After the arrest, Vichy divided the prisoners into two groups. The single and without family were transferred to internment fields such as Drancy. The rest, women and children, found their bones in the winter velodrome in Paris, a very popular building at the time. There, life was a nightmare: hunger, unhealthy conditions … on 18, the inmates began to be transferred to Germany or to other intermediate fields; Many ended in Auschwitz. In practice, it was deported to a quarter of the total of Jews who would leave France. The numbers were shocking: 12,884 Jews based in the country were arrested. Of these, 4,051 were children, 5,802 were women and 3,031 were men.
Two hidden years
The real story of this little girl has sailed so far in the sea of ignorance.

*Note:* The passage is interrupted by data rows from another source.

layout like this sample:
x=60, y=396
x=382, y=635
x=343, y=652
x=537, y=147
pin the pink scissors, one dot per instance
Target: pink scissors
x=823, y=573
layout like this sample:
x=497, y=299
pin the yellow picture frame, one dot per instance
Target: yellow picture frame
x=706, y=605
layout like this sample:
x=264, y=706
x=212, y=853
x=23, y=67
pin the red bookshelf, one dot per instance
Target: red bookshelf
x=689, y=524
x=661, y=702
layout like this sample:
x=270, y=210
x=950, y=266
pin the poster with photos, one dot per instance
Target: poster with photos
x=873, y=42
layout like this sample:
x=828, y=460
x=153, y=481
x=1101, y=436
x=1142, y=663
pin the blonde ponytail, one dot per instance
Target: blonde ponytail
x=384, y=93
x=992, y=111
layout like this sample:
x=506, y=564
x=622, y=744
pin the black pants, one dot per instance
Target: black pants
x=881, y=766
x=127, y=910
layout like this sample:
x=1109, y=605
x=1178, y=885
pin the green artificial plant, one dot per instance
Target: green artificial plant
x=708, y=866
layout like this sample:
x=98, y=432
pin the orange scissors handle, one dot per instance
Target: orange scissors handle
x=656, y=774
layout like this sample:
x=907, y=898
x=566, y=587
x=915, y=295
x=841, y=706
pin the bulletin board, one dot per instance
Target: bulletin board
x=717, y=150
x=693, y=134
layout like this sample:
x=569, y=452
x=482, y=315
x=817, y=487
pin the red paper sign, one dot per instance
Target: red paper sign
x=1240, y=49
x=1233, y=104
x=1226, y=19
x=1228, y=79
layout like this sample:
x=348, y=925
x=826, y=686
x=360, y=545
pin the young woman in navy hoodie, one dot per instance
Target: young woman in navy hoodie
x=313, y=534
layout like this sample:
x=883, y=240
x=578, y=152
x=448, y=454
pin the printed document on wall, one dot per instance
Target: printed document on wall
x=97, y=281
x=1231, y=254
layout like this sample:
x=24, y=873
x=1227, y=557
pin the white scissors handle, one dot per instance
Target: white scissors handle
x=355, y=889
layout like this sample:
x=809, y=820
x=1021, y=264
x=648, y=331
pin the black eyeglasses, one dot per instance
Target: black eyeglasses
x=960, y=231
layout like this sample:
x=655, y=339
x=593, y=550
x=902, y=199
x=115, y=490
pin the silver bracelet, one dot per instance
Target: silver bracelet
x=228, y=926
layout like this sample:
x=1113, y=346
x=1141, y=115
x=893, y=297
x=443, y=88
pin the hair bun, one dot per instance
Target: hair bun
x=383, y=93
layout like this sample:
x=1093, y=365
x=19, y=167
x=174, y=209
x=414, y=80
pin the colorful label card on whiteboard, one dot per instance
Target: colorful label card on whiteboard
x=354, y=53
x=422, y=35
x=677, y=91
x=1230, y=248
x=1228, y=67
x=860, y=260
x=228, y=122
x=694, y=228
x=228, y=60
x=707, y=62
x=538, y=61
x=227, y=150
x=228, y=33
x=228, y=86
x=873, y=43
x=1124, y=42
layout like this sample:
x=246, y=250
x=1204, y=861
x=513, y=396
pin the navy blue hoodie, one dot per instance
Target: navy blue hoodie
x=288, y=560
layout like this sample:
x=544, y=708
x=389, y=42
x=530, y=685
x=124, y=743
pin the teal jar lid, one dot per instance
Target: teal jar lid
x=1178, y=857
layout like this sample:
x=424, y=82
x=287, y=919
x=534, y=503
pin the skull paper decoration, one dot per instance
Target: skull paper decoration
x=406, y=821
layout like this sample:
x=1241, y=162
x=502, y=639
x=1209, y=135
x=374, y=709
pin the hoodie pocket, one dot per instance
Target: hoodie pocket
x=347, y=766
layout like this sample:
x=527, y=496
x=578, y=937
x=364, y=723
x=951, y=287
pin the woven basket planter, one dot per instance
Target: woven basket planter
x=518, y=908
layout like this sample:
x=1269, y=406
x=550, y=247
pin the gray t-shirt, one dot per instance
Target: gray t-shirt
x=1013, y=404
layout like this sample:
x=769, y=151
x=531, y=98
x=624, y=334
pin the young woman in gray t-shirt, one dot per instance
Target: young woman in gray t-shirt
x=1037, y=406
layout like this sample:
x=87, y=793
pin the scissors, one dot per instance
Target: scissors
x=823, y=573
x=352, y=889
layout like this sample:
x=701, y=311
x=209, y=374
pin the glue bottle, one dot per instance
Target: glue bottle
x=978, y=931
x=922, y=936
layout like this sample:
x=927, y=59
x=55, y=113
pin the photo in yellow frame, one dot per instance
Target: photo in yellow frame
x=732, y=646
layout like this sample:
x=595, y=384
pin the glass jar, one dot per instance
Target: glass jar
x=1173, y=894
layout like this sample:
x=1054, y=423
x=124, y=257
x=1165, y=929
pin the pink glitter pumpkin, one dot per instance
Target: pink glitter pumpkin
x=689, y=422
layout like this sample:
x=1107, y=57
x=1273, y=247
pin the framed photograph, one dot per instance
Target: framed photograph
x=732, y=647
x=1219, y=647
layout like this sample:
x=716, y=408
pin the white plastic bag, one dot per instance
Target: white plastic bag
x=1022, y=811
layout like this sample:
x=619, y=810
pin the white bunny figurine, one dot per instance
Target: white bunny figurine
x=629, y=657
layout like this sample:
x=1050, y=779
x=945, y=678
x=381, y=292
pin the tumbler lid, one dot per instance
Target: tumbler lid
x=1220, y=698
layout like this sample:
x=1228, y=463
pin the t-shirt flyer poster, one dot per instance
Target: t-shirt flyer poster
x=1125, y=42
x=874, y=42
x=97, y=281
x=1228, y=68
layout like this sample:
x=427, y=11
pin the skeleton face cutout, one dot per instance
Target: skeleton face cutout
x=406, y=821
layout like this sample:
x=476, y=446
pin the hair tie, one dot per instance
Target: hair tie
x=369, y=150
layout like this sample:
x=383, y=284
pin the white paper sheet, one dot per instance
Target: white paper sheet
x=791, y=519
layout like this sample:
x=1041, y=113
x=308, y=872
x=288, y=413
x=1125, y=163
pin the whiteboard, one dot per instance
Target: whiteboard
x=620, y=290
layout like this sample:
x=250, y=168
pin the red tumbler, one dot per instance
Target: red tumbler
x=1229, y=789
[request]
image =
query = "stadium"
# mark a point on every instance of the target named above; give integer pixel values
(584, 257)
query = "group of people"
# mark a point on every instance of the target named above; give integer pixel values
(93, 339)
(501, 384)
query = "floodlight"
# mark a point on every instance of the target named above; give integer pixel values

One of the few essays that talks about her is’16 ANS, Résistant‘, in which his future husband, Robert Birenbaumhe sketched the details of his captivity:
«While I walked Paris fighting the enemy, Tauba Zylbersztejn, Thérèse by his French name, Polish Jewish, remained locked up with his parents, Moshe and Rywkain a warehouse of six square meters. They lived there hidden from July 18 or 19, 1942 to the defeat of the Germans in the summer of 1944, in the heart of Paris, at number 209 of the wheel Saint-Maur ».
The family suffered all kinds of deprivations during those two years: hunger, cold … This time is where the feature film focuses. Although it also analyzes the figure of their guardian angels: the marriage that protected them and gave them that tiny space. Two also historical characters. «They were a modest French couple and with nothing remarkable. Rose and Désiré Dinanceauwho protected, putting his life at risk, this Jewish teenager and his family for more than two years, ”explains Birenbaum.
They demonstrated arrests since, according to the same author, “they did it despite the fact that their eldest son was a member of the Legion of French volunteers against Volchevism,” a unit that had decided to fight on the side of the third Reich.
‘Life before us’ puts the end there, but I could have followed. “After this incredible confinement, Thérèse returned to the streets of Paris with her friend Suzanne, a teenager, like her, who had managed to go see her discreetly in view when,” says Birenbaum. That friend enlisted Tauba in an organization with headquarters “in a Jewish social assistance center on Elzévir Street”; a place where Jewish prisoners were provided. That was where Birenbaum saw her for the first time: «He proudly wore a uniform of the French army recovered from the reuilly barracks. It was the woman with whom I built my life for 65 years. The calendar marked on August 25, 1944, Day of Liberation of Paris.